Author: Gary M. Koob
language: en
Publisher: Springer Science & Business Media
Release Date: 2007-11-23
Foundations of Dependable Computing: Paradigms for Dependable Applications, presents a variety of specific approaches to achieving dependability at the application level. Driven by the higher level fault models of Models and Frameworks for Dependable Systems, and built on the lower level abstractions implemented in a third companion book subtitled System Implementation, these approaches demonstrate how dependability may be tuned to the requirements of an application, the fault environment, and the characteristics of the target platform. Three classes of paradigms are considered: protocol-based paradigms for distributed applications, algorithm-based paradigms for parallel applications, and approaches to exploiting application semantics in embedded real-time control systems. The companion volume subtitled Models and Frameworks for Dependable Systems presents two comprehensive frameworks for reasoning about system dependability, thereby establishing a context for understanding the roles played by specific approaches presented in this book's two companion volumes. It then explores the range of models and analysis methods necessary to design, validate and analyze dependable systems. Another companion book (published by Kluwer) subtitled System Implementation, explores the system infrastructure needed to support the various paradigms of Paradigms for Dependable Applications. Approaches to implementing support mechanisms and to incorporating additional appropriate levels of fault detection and fault tolerance at the processor, network, and operating system level are presented. A primary concern at these levels is balancing cost and performance against coverage and overall dependability. As these chapters demonstrate, low overhead, practical solutions are attainable and not necessarily incompatible with performance considerations. The section on innovative compiler support, in particular, demonstrates how the benefits of application specificity may be obtained while reducing hardware cost and run-time overhead.

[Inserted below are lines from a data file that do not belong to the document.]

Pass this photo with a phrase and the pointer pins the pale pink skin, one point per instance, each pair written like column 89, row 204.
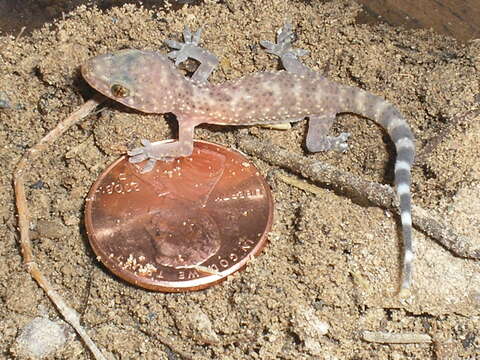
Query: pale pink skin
column 150, row 83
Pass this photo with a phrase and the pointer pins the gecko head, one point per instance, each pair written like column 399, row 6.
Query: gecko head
column 126, row 76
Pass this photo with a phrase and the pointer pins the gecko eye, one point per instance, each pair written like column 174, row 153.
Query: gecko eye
column 119, row 91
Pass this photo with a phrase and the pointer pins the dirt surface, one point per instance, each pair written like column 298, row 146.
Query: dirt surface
column 331, row 269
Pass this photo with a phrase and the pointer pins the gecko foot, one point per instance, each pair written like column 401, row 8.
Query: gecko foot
column 283, row 46
column 144, row 153
column 185, row 49
column 190, row 49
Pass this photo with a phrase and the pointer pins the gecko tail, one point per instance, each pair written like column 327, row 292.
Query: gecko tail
column 387, row 116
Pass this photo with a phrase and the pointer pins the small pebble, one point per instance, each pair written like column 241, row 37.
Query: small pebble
column 41, row 337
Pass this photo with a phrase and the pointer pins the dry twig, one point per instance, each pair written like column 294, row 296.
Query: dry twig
column 68, row 313
column 392, row 338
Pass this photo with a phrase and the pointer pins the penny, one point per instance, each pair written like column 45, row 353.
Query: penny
column 185, row 225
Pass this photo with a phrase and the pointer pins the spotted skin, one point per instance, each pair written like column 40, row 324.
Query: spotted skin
column 149, row 82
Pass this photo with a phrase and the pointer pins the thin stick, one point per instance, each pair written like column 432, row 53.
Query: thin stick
column 347, row 183
column 68, row 313
column 393, row 338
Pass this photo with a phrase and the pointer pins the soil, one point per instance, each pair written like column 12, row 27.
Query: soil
column 331, row 269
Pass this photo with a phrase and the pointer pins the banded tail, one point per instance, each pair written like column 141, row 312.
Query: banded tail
column 386, row 115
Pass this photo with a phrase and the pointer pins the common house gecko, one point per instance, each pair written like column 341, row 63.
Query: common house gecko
column 149, row 82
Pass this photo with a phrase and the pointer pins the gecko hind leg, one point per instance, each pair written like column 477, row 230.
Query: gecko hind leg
column 319, row 125
column 190, row 49
column 289, row 56
column 317, row 140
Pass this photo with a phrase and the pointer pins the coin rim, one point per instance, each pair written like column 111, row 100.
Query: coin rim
column 183, row 285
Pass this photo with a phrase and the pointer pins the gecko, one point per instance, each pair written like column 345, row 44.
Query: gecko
column 149, row 82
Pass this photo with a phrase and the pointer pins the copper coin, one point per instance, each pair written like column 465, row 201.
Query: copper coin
column 185, row 225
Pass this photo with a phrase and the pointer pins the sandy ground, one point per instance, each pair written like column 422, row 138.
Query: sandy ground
column 332, row 265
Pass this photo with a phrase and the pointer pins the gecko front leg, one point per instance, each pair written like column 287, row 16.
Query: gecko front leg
column 319, row 124
column 161, row 150
column 184, row 145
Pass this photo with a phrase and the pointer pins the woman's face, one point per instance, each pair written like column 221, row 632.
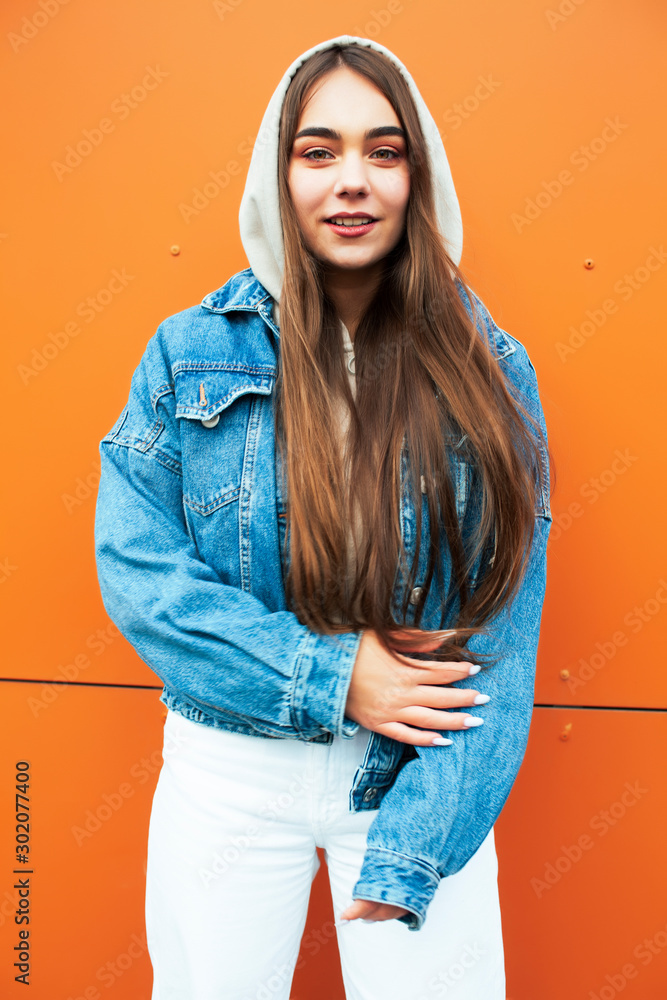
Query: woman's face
column 336, row 170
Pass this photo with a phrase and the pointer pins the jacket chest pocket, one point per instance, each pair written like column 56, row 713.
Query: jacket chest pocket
column 218, row 411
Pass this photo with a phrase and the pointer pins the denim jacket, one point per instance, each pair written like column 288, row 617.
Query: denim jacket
column 188, row 534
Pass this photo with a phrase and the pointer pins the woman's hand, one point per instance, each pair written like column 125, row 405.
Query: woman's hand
column 364, row 909
column 392, row 694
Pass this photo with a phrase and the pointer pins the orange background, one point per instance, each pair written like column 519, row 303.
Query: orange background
column 576, row 925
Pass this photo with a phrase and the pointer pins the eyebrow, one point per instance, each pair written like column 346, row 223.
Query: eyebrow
column 321, row 132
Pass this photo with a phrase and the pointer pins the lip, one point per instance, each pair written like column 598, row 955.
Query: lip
column 350, row 230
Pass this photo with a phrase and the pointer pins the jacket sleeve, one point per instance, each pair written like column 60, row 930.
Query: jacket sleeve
column 213, row 642
column 445, row 801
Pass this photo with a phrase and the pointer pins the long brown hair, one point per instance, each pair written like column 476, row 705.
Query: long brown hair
column 424, row 373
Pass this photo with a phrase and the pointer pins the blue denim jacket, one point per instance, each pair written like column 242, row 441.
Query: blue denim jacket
column 188, row 532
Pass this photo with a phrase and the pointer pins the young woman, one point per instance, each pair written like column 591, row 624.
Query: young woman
column 322, row 521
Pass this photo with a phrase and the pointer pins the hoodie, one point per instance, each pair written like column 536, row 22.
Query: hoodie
column 259, row 213
column 188, row 556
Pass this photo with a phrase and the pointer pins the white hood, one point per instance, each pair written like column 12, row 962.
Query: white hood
column 259, row 214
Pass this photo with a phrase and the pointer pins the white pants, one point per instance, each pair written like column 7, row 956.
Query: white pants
column 232, row 840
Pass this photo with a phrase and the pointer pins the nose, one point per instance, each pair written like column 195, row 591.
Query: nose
column 352, row 178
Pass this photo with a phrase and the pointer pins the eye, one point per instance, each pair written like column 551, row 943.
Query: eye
column 394, row 154
column 310, row 154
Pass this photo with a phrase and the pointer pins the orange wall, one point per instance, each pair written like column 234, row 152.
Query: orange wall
column 560, row 106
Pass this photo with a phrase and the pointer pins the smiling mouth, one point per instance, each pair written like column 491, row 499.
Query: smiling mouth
column 351, row 222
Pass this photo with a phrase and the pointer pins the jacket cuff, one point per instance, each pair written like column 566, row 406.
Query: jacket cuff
column 389, row 877
column 322, row 682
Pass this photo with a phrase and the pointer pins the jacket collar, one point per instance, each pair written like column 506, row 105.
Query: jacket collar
column 243, row 292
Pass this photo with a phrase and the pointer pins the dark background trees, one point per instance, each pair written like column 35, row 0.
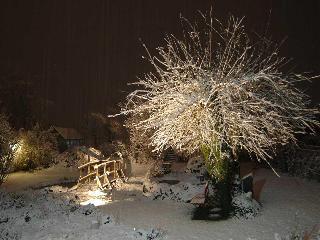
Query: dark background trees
column 65, row 59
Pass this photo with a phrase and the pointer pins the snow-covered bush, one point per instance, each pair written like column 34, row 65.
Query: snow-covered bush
column 245, row 206
column 216, row 91
column 219, row 91
column 37, row 148
column 6, row 142
column 140, row 149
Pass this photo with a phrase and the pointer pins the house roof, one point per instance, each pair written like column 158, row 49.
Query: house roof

Fault-Tolerant Parallel Computation

Author: Paris Christos Kanellakis
language: en
Publisher: Springer Science & Business Media
Release Date: 2013-03-09
Fault-Tolerant Parallel Computation presents recent advances in algorithmic ways of introducing fault-tolerance in multiprocessors under the constraint of preserving efficiency. The difficulty associated with combining fault-tolerance and efficiency is that the two have conflicting means: fault-tolerance is achieved by introducing redundancy, while efficiency is achieved by removing redundancy. This monograph demonstrates how in certain models of parallel computation it is possible to combine efficiency and fault-tolerance and shows how it is possible to develop efficient algorithms without concern for fault-tolerance, and then correctly and efficiently execute these algorithms on parallel machines whose processors are subject to arbitrary dynamic fail-stop errors. The efficient algorithmic approaches to multiprocessor fault-tolerance presented in this monograph make a contribution towards bridging the gap between the abstract models of parallel computation and realizable parallel architectures. Fault-Tolerant Parallel Computation presents the state of the art in algorithmic approaches to fault-tolerance in efficient parallel algorithms. The monograph synthesizes work that was presented in recent symposia and published in refereed journals by the authors and other leading researchers. This is the first text that takes the reader on the grand tour of this new field summarizing major results and identifying hard open problems. This monograph will be of interest to academic and industrial researchers and graduate students working in the areas of fault-tolerance, algorithms and parallel computation and may also be used as a text in a graduate course on parallel algorithmic techniques and fault-tolerance.
Fault-Tolerance and Efficiency in Massively Parallel Algorithms

We present an overview of massively parallel deterministic algorithms which combine high fault-tolerance and efficiency. This desirable combination (called robustness here) is nontrivial, since increasing efficiency implies removing redundancy whereas increasing fault-tolerance requires adding redundancy to computations. We study a spectrum of algorithmic models for which significant robustness is achievable, from static fault, synchronous computation to dynamic fault, asynchronous computation. In addition to fail-stop processor models. we examine and deal with arbitrarily initialized memory and restricted memory access concurrency. We survey the deterministic upper bounds for the basic Write-All primitive, the lower bounds on its efficiency, and we identify some of the key open questions. We also generalize the robust computing of functions to relations; this new approach can model approximate computations. We show how to compute approximate Write-All optimally. Finally, we synthesize the state-of-the-art in a complexity classification, which extends with fault- tolerance the traditional classification of efficient parallel algorithms.